Why is StarWind VSAN better than a SAN array?
There are many reasons for choosing Starwind vSAN over a physical SAN with an array:
- Performance: latency in arrays is higher due to accessing disks via network rather than locally, no caching.
- Redundancy: a SAN can be a single point of failure; if a SAN device fails, the entire environment fails.
- High availability: The SAN array with 2 controllers (quite expensive) operates in static active-active mode, unlike StarWind's which operates in true dynamic active-active mode.
- Scalability: Enterprise license guarantees support for unlimited capacity in HA mode, this license is not time-limited. This means you can increase/scale by adding disk shelves when all the bays/bays are already full, without additional software costs. In addition, it is usually necessary to replace SAN components after 3-5 years, while StarWind's license is perpetual.
- Managing 2 servers is easier, performance is better with locally available disks, and no dedicated network is required for storage. The customer can consolidate all its resources and storage, just on a few hosts. This will build an HCI (HyperConverged Infrastucture) infrastructure instead of separate servers and storage. This is more flexible and cost-effective. Buying a SAN for 3-10 TB of storage does not make sense. Even if large costs are not incurred, you will still have to buy a new device within 3-5 years.

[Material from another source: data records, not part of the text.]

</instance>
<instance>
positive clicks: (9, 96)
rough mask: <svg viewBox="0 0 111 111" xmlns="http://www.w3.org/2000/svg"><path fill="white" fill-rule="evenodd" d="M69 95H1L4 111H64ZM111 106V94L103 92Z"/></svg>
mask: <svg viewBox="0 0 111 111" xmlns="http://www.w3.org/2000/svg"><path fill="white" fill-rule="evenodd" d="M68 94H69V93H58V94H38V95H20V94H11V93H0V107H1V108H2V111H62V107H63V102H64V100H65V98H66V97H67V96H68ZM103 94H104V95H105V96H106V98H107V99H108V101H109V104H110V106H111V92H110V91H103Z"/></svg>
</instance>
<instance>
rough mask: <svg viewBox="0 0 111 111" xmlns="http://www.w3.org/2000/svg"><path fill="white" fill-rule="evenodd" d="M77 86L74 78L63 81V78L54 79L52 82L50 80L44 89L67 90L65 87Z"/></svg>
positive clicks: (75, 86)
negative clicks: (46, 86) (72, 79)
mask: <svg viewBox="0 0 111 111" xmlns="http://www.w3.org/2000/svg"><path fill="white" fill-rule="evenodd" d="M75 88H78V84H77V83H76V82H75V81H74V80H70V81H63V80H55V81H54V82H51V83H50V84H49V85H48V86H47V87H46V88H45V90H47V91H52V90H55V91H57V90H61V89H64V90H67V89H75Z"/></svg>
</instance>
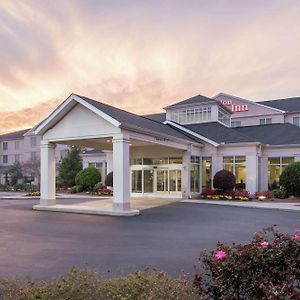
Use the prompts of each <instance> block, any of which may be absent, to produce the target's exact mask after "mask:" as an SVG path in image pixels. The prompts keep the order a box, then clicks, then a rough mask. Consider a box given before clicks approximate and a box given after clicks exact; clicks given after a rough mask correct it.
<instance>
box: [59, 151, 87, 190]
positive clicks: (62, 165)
mask: <svg viewBox="0 0 300 300" xmlns="http://www.w3.org/2000/svg"><path fill="white" fill-rule="evenodd" d="M80 152H81V151H80V148H77V147H72V148H71V149H70V150H69V151H68V154H67V155H66V157H64V158H63V160H62V162H61V164H60V167H59V175H58V178H57V180H58V182H59V184H60V185H61V186H63V187H72V186H74V185H75V177H76V175H77V173H78V172H79V171H80V170H82V160H81V156H80Z"/></svg>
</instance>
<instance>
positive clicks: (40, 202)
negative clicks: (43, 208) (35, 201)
mask: <svg viewBox="0 0 300 300" xmlns="http://www.w3.org/2000/svg"><path fill="white" fill-rule="evenodd" d="M40 205H42V206H50V205H56V199H41V200H40Z"/></svg>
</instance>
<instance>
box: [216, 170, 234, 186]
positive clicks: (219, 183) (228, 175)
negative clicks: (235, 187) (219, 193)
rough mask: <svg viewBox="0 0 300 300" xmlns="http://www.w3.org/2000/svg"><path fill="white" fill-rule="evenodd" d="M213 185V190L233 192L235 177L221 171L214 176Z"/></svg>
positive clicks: (228, 172)
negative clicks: (219, 190)
mask: <svg viewBox="0 0 300 300" xmlns="http://www.w3.org/2000/svg"><path fill="white" fill-rule="evenodd" d="M213 185H214V188H215V189H218V190H221V191H227V190H233V189H234V188H235V176H234V175H233V174H232V173H231V172H229V171H227V170H221V171H219V172H217V173H216V174H215V176H214V179H213Z"/></svg>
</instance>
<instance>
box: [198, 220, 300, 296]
mask: <svg viewBox="0 0 300 300" xmlns="http://www.w3.org/2000/svg"><path fill="white" fill-rule="evenodd" d="M200 262H201V269H200V270H199V272H198V274H196V275H195V278H194V284H195V285H196V286H197V287H198V288H199V292H200V295H202V296H204V295H205V296H207V297H208V299H233V300H234V299H300V232H299V231H296V232H295V233H294V234H293V235H289V234H283V233H279V232H278V231H277V230H276V229H275V226H273V227H271V228H267V229H264V230H263V231H262V232H260V233H256V234H255V235H254V237H253V239H252V241H251V242H250V243H249V244H246V245H242V244H235V243H233V244H232V245H231V246H230V245H227V244H223V243H218V244H217V250H215V251H212V252H204V253H202V255H201V257H200Z"/></svg>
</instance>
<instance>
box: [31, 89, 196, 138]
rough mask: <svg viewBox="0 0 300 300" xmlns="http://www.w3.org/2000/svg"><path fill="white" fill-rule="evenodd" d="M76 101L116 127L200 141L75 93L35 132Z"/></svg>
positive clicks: (40, 131) (160, 135)
mask: <svg viewBox="0 0 300 300" xmlns="http://www.w3.org/2000/svg"><path fill="white" fill-rule="evenodd" d="M77 103H80V104H82V105H84V106H85V107H87V108H88V109H90V110H92V111H93V112H95V113H96V114H97V115H99V116H100V117H103V118H104V119H106V120H107V121H108V122H110V123H111V124H113V125H114V126H116V127H120V128H124V129H131V130H137V131H142V132H146V133H149V134H155V135H158V136H168V137H173V138H176V139H182V140H185V141H188V142H191V143H193V142H197V143H200V141H199V140H198V139H197V138H195V137H193V136H191V135H188V134H185V133H182V132H179V131H177V130H175V129H174V128H172V127H171V126H169V125H164V124H162V123H160V122H157V121H153V120H150V119H148V118H145V117H143V116H139V115H136V114H134V113H130V112H128V111H125V110H122V109H119V108H116V107H114V106H111V105H108V104H105V103H102V102H98V101H96V100H93V99H90V98H87V97H84V96H80V95H77V94H71V95H70V96H69V97H68V98H67V99H66V100H65V101H64V102H63V103H62V104H61V105H59V106H58V107H57V108H56V110H54V111H53V112H52V114H50V116H49V117H48V118H46V119H45V120H44V121H42V122H41V123H40V124H39V125H38V126H37V127H35V132H36V133H37V134H43V133H44V132H45V131H46V130H47V129H48V128H51V127H52V126H54V125H55V124H56V123H57V122H58V121H59V120H60V118H62V117H63V115H64V114H65V113H66V112H68V111H70V110H71V109H72V108H73V107H74V106H75V105H76V104H77Z"/></svg>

SAN with 10-20 TB makes sense, only for specific workloads (including high-performance databases). For 20+ TB, you may wonder about SAN deployment.
- Customers with storage up to 20 TB only need dedicated storage for backup. All their storage is on the same nodes as virtual machines (VMs) and applications.
Comparing SANs with 2 controllers and 1 set of drives
Comparing a SAN with 2 controllers and 1 set of disks with a typical StarWind configuration (2 or more nodes with dedicated storage) is not a comparison of equivalent configurations. It is more appropriate to compare 2 SANs with 2 StarWind nodes.
- A single SAN is a single point of failure: one set of disks is vulnerable to failure.
- Two controllers are a good solution, but some arrays have problems with firmware upgrades during operation. This situation means that two controllers may not be enough.
- Two SANs offering what StarWind VSAN has: active-active replication, fault tolerance, redundant DRAM for write cache purposes, RDMA protocol connections. When you add these functionalities, you will find that more expensive array solutions are required.
In summary, StarWind's 2-node system offers great fault tolerance, performance and functionality compared to a SAN with two controllers and one set of drives.
A SAN is more costly in the long run:
- It cannot be updated indefinitely. 2-3 years of updates are not a problem, but after 3-5 years vendors often stop publishing updates, thus forcing the customer to buy a new system.
- StarWind runs on regular x86 systems, which can be easily upgraded. The license is perpetual and can be transferred to new hardware if necessary. The market for used x86 systems is much larger than used SAN systems without technical support (support).
Proactive support and monitoring.
Cheap arrays do not offer such functionality.